Some of the startups also launched their products during a dedicated session called Kickstart Hill. Ten new startups officially kick-started their business on the occasion and got media coverage for their launch. Among these startups were: Web-Robo, a web-service and robotics company; Green Bamboo Creation, a manufacturer of bamboo furniture; FurnitureHub, an online furniture store; My Rupee Bag, a cashback website; Keep Rolling Media, a billboard and outdoor advertising company; HODOR, a taxi service app; Golden Peak, a tea brand; and Fancynepal, an online clothing store.
NEXT Launchpad calls for application
In their welcome speeches, Sirohiya, the founding chairman, and Kavi Raj Joshi, the founder/managing director of NEXT Venture Corp, presented their vision for the company and for its startup accelerator programme, NEXT Launchpad. “M&S NEXT is a team dedicated to scour the industry for the most passionate and dedicated entrepreneurs,” said Sirohiya. “And NEXT Launchpad is our attempt to fully support and connect these entrepreneurs with similar associates, mentors and investors.”

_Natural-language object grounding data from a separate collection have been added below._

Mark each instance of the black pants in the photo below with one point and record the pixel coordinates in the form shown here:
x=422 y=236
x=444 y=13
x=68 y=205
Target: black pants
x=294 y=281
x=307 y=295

NEXT Launchpad is a four-month-long mentorship-driven accelerator programme where businesses in their infancy can gain the knowledge and expertise needed to take their business to the next level. At the conclave, M&S NEXT issued an open call for applications for their accelerator programme. (Interested startups can visit the M&S NEXT website to fill in the application forms.) The programme is aimed at businesses that are already in operation and have a viable product that they can roll out in the market, and it follows a rigorous curriculum that covers subjects such as discovering the company’s value proposition, understanding legal aspects and making strategies for growth. The lessons will be delivered through hands-on workshops by experts from different sectors.
The potential of Nepal
Almost all the speakers at the event emphasised the potential of entrepreneurship in Nepal. They said that Nepal was on its way to building a strong entrepreneurship ecosystem. Minhaz Anwar, of Grameenphone Accelerator, shared his thoughts on how Nepal was only a step behind Bangladesh, a country that’s already a booming entrepreneurship hub, and that Nepal too could get there in a few years. Amarit Charoenphan, of Hubba, said that with a proper startup support system in place, Nepal could achieve its entrepreneurship potential within a few years. Other speakers also expressed similar thoughts and said that events such as the Growth Conclave was how Nepal could get the ball rolling.